When Assenza was a child, Caffè Sicilia was owned by his maternal aunt and entrusted to pastry chef Roberto Giusto. The café was his playground, where he would run to after school and where Roberto would give him chores in the kitchen and talk to him about life in Noto and at Caffè Sicilia. At seventeen, Assenza left to study agriculture in Bologna, where he met his future wife and lived for several years until his sick aunt could no longer manage the café. He made the decision to return to Noto and worked under Roberto’s tutelage, learning that to be a good pastry chef one must first understand the ingredients and respect the land from where they come, values that his father had instilled in him as a young child.
It was Assenza’s commitment to continue working by these values that helped Caffè Sicilia survive the most difficult of times, including when the commercialization of agricultural lands led consumers to prefer preserved over fresh foods. Determined to prove to customers that there is a difference between a commercial product and a fresh one, Assenza had turned to the coveted Sicilian apricot. The recipe for apricot marmalade had remained the same at Caffè Sicilia for 125 years but Assenza decided to reduce its sugar content to make it more current and to respect and bring out the superior taste and quality of the fruit. He began to do the same with all other Caffè Sicilia recipes and reevaluated his idea of agency for change. This proved a success. “I never use the word tradition,” he tells me. “It’s not interesting, it’s a commodity. The secret is culture in the place of tradition. Tradition is something that is not necessary because it does not give you the possibility to change. If you apply culture in place of tradition, you can change and improve and achieve the highest quality,” he firmly states.

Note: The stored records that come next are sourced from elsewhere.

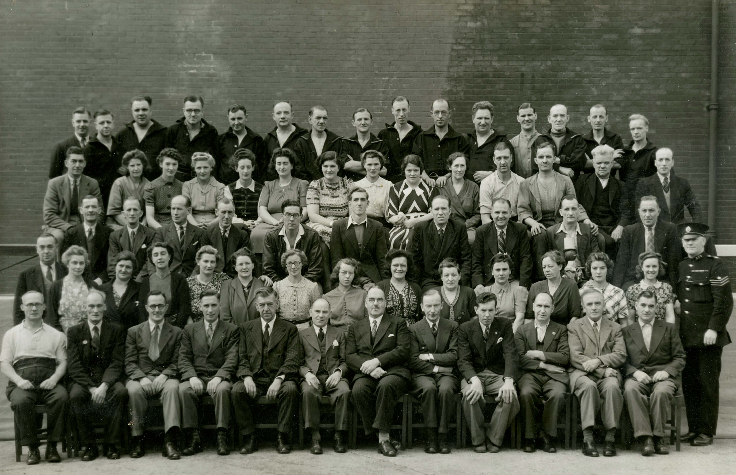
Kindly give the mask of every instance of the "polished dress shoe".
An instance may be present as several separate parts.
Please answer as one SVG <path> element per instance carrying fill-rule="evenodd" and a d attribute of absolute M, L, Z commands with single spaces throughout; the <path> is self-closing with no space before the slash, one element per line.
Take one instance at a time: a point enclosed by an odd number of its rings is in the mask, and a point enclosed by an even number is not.
<path fill-rule="evenodd" d="M 583 455 L 586 457 L 598 457 L 598 449 L 595 442 L 583 442 Z"/>
<path fill-rule="evenodd" d="M 291 446 L 289 444 L 289 435 L 285 432 L 279 432 L 276 437 L 276 451 L 279 454 L 289 454 L 291 451 Z"/>
<path fill-rule="evenodd" d="M 382 440 L 378 443 L 378 453 L 383 457 L 396 457 L 396 449 L 388 440 Z"/>

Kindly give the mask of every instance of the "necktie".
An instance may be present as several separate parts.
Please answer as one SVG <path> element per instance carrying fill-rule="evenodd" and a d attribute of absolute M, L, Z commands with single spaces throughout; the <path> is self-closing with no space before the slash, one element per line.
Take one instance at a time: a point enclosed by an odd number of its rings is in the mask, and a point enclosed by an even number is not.
<path fill-rule="evenodd" d="M 148 357 L 151 361 L 158 360 L 160 352 L 158 351 L 158 325 L 153 327 L 153 333 L 151 334 L 151 344 L 148 346 Z"/>

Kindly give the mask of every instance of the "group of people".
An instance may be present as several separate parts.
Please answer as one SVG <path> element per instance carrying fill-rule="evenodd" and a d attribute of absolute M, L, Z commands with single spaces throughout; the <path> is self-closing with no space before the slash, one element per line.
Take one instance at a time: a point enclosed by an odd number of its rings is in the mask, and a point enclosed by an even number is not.
<path fill-rule="evenodd" d="M 681 387 L 686 438 L 712 443 L 728 271 L 644 116 L 629 118 L 624 146 L 602 105 L 584 135 L 555 105 L 540 135 L 524 103 L 508 140 L 492 128 L 489 102 L 473 106 L 475 130 L 459 134 L 447 101 L 432 104 L 422 131 L 399 96 L 378 136 L 359 108 L 346 138 L 327 129 L 325 107 L 310 110 L 308 131 L 279 101 L 263 139 L 237 104 L 220 135 L 201 97 L 186 97 L 168 128 L 150 98 L 131 105 L 116 136 L 110 111 L 75 110 L 74 135 L 52 153 L 39 262 L 18 277 L 0 353 L 29 463 L 40 460 L 41 400 L 49 461 L 59 461 L 67 400 L 82 460 L 98 456 L 92 414 L 107 423 L 103 453 L 119 457 L 126 404 L 131 455 L 142 456 L 151 397 L 163 405 L 164 455 L 194 454 L 205 395 L 219 454 L 229 453 L 231 410 L 241 453 L 256 449 L 261 396 L 278 401 L 277 450 L 288 453 L 300 385 L 314 454 L 322 394 L 341 452 L 352 401 L 379 450 L 395 455 L 393 408 L 407 392 L 421 401 L 428 453 L 450 450 L 459 392 L 476 451 L 498 451 L 520 410 L 524 451 L 539 440 L 555 451 L 571 392 L 587 455 L 598 455 L 598 413 L 604 454 L 615 454 L 624 399 L 643 453 L 666 453 L 663 424 Z M 496 407 L 484 428 L 486 397 Z"/>

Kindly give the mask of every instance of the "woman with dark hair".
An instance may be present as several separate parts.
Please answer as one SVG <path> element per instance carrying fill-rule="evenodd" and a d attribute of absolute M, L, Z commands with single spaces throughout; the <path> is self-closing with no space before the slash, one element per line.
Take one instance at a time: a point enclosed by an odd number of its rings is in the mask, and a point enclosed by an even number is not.
<path fill-rule="evenodd" d="M 181 274 L 171 272 L 169 265 L 174 255 L 171 244 L 158 241 L 148 248 L 148 260 L 155 268 L 155 272 L 149 275 L 141 282 L 138 302 L 145 304 L 148 294 L 160 292 L 166 296 L 169 307 L 166 308 L 166 318 L 172 325 L 184 327 L 191 323 L 189 318 L 189 286 L 186 279 Z M 139 304 L 141 312 L 145 312 L 145 305 Z M 148 315 L 145 315 L 145 318 Z"/>
<path fill-rule="evenodd" d="M 168 147 L 162 150 L 157 159 L 161 176 L 144 190 L 146 222 L 153 229 L 171 221 L 171 199 L 182 194 L 183 185 L 175 178 L 181 160 L 182 154 L 176 149 Z"/>
<path fill-rule="evenodd" d="M 347 327 L 368 315 L 365 299 L 367 293 L 358 283 L 361 263 L 346 257 L 337 261 L 332 270 L 331 282 L 338 286 L 322 296 L 330 302 L 330 324 L 347 331 Z"/>
<path fill-rule="evenodd" d="M 445 257 L 438 267 L 442 285 L 436 288 L 444 302 L 439 316 L 459 324 L 473 320 L 475 317 L 475 292 L 460 285 L 460 265 L 452 257 Z"/>
<path fill-rule="evenodd" d="M 410 325 L 422 319 L 420 307 L 422 288 L 418 284 L 407 280 L 414 275 L 414 260 L 409 253 L 403 249 L 389 249 L 386 254 L 391 277 L 382 280 L 376 287 L 386 295 L 386 312 L 406 320 Z"/>
<path fill-rule="evenodd" d="M 319 233 L 325 244 L 330 243 L 332 224 L 347 216 L 347 193 L 353 180 L 338 176 L 344 162 L 334 151 L 325 151 L 317 158 L 322 177 L 309 184 L 307 190 L 307 215 L 309 227 Z"/>
<path fill-rule="evenodd" d="M 386 217 L 394 225 L 389 233 L 389 248 L 406 249 L 417 223 L 432 219 L 432 198 L 437 194 L 434 187 L 422 179 L 424 162 L 419 155 L 407 155 L 401 162 L 405 179 L 389 190 L 389 207 Z M 420 294 L 421 295 L 421 294 Z"/>
<path fill-rule="evenodd" d="M 580 293 L 578 285 L 572 279 L 562 276 L 562 268 L 566 261 L 559 251 L 548 251 L 542 256 L 542 271 L 545 280 L 534 282 L 529 289 L 526 301 L 527 319 L 534 318 L 532 304 L 537 295 L 546 292 L 554 299 L 554 310 L 550 317 L 552 321 L 567 325 L 580 318 Z"/>
<path fill-rule="evenodd" d="M 127 332 L 143 321 L 138 300 L 141 285 L 132 279 L 138 275 L 138 264 L 135 254 L 130 251 L 118 252 L 115 259 L 115 279 L 103 284 L 100 290 L 107 296 L 105 316 Z"/>
<path fill-rule="evenodd" d="M 140 150 L 131 150 L 123 155 L 123 165 L 118 170 L 122 176 L 113 182 L 107 199 L 107 226 L 119 229 L 127 224 L 123 204 L 128 198 L 137 199 L 143 206 L 144 190 L 150 183 L 143 175 L 148 169 L 148 159 Z"/>
<path fill-rule="evenodd" d="M 594 288 L 600 290 L 606 299 L 606 310 L 604 315 L 612 321 L 619 324 L 621 326 L 629 324 L 629 307 L 626 305 L 626 297 L 623 290 L 609 283 L 607 280 L 608 272 L 613 274 L 613 261 L 605 252 L 593 252 L 585 261 L 585 272 L 590 277 L 580 288 L 580 293 L 587 288 Z M 582 316 L 585 316 L 585 309 L 581 310 Z"/>
<path fill-rule="evenodd" d="M 672 291 L 672 286 L 658 279 L 665 275 L 666 271 L 667 264 L 662 260 L 662 254 L 659 252 L 643 252 L 639 254 L 637 277 L 641 279 L 641 281 L 626 289 L 629 324 L 637 320 L 637 300 L 639 299 L 639 294 L 644 290 L 651 290 L 657 296 L 654 318 L 674 324 L 675 301 L 677 299 Z"/>
<path fill-rule="evenodd" d="M 266 233 L 272 229 L 281 227 L 283 216 L 281 204 L 286 200 L 299 201 L 303 210 L 302 220 L 307 218 L 307 182 L 292 176 L 297 157 L 289 149 L 274 150 L 269 168 L 273 168 L 278 178 L 263 184 L 258 199 L 258 217 L 263 221 L 250 233 L 250 249 L 255 254 L 263 252 L 263 241 Z"/>

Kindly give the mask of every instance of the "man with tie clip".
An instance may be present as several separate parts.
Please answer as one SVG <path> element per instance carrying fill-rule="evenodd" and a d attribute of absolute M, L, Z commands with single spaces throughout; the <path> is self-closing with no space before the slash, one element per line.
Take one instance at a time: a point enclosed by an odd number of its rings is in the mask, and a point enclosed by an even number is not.
<path fill-rule="evenodd" d="M 202 451 L 198 405 L 200 396 L 209 396 L 215 403 L 217 454 L 228 455 L 230 390 L 238 368 L 240 332 L 236 325 L 220 320 L 220 294 L 217 290 L 202 291 L 199 310 L 204 318 L 184 327 L 179 351 L 182 425 L 189 440 L 182 454 L 194 455 Z"/>
<path fill-rule="evenodd" d="M 335 446 L 339 454 L 347 451 L 345 432 L 347 431 L 348 404 L 350 386 L 345 362 L 347 339 L 344 332 L 330 326 L 330 302 L 317 299 L 309 311 L 312 326 L 299 332 L 304 360 L 299 369 L 302 380 L 302 399 L 304 404 L 304 426 L 311 430 L 312 446 L 315 455 L 322 453 L 319 435 L 319 403 L 322 395 L 330 396 L 330 404 L 335 407 Z"/>
<path fill-rule="evenodd" d="M 424 319 L 409 326 L 411 394 L 422 404 L 422 414 L 427 426 L 427 446 L 424 451 L 428 454 L 450 453 L 447 432 L 456 404 L 455 395 L 459 387 L 455 371 L 458 360 L 458 324 L 441 318 L 442 310 L 442 297 L 439 292 L 436 289 L 428 290 L 422 296 Z"/>
<path fill-rule="evenodd" d="M 636 303 L 639 321 L 623 329 L 627 378 L 623 397 L 634 437 L 642 440 L 645 456 L 670 453 L 665 424 L 685 366 L 685 351 L 674 324 L 655 320 L 656 309 L 657 294 L 648 289 L 642 290 Z"/>
<path fill-rule="evenodd" d="M 164 439 L 162 454 L 171 460 L 180 458 L 179 428 L 179 348 L 182 329 L 166 321 L 166 296 L 152 292 L 146 299 L 148 320 L 128 329 L 125 340 L 125 373 L 132 441 L 130 457 L 146 453 L 144 435 L 149 398 L 158 397 L 163 409 Z"/>

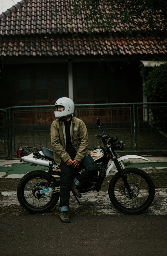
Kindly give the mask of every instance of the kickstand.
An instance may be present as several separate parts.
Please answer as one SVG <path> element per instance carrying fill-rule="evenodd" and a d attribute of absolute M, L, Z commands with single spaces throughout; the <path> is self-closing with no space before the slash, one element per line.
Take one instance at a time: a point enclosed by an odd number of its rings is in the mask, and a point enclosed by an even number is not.
<path fill-rule="evenodd" d="M 78 198 L 77 198 L 77 197 L 74 194 L 74 193 L 73 192 L 73 191 L 72 191 L 72 193 L 73 193 L 73 195 L 74 196 L 75 198 L 75 199 L 76 199 L 76 201 L 78 202 L 78 204 L 79 205 L 80 205 L 81 204 L 81 203 L 79 202 L 79 200 L 78 200 Z"/>

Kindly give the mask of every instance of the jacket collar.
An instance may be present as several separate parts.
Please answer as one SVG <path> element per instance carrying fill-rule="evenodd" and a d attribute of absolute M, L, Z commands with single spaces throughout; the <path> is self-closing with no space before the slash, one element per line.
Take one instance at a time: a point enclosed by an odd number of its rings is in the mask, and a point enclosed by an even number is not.
<path fill-rule="evenodd" d="M 63 122 L 63 117 L 60 117 L 60 123 L 61 124 L 62 124 Z M 74 122 L 74 122 L 74 116 L 72 116 L 72 118 L 71 119 L 71 122 L 72 122 L 72 123 L 73 124 L 74 123 Z M 73 124 L 73 125 L 74 125 Z"/>

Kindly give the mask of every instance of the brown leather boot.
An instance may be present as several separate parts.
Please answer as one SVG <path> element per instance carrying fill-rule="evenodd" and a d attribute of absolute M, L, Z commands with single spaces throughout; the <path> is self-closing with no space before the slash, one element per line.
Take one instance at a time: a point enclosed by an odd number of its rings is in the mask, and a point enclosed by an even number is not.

Assenza is a busy man, yet he is generous with his time. When my granita e brioscia – Sicily’s most enduring breakfast tradition – arrives, and to ensure that I perform the ritual of eating it correctly, he tears a piece of the sweet bun with his own hands, scoops up the first bite full of the accompanying almond-flavoured, semi-frozen dessert, and hands it to me. The icy treat is dense and creamy; the taste of the sweet nut is robust, not overpowering. Sicily’s precious Romana almonds, in fact, feature prominently on Caffè Sicilia’s menu, their higher percentage of fat producing softer products. “My cultural approach is made and based on the use of local almonds,” he informs.

Today, Assenza continues to be a champion of the raw materials of his land and is widely respected for his commitment to sourcing ingredients from local producers and using them in a way that brings out their natural flavour and quality to produce the best versions of quintessential Sicilian pastries and sweets. When I ask him about the longevity of Caffè Sicilia, he replies: “The secret to the success of Caffe Sicilia is the same secret to the success of cannolo and cassato (Sicily’s most historic and beloved desserts). It is to allow culture to drive across time. Caffe Sicilia is a historical place with one century of life that is now in its 5th generation. Each generation brings their own contemporary touch according to people’s tastes, products available, etc. So we live and work in the contemporary while having the roots in the past but the mind and the eyes always looking to and working for the future.”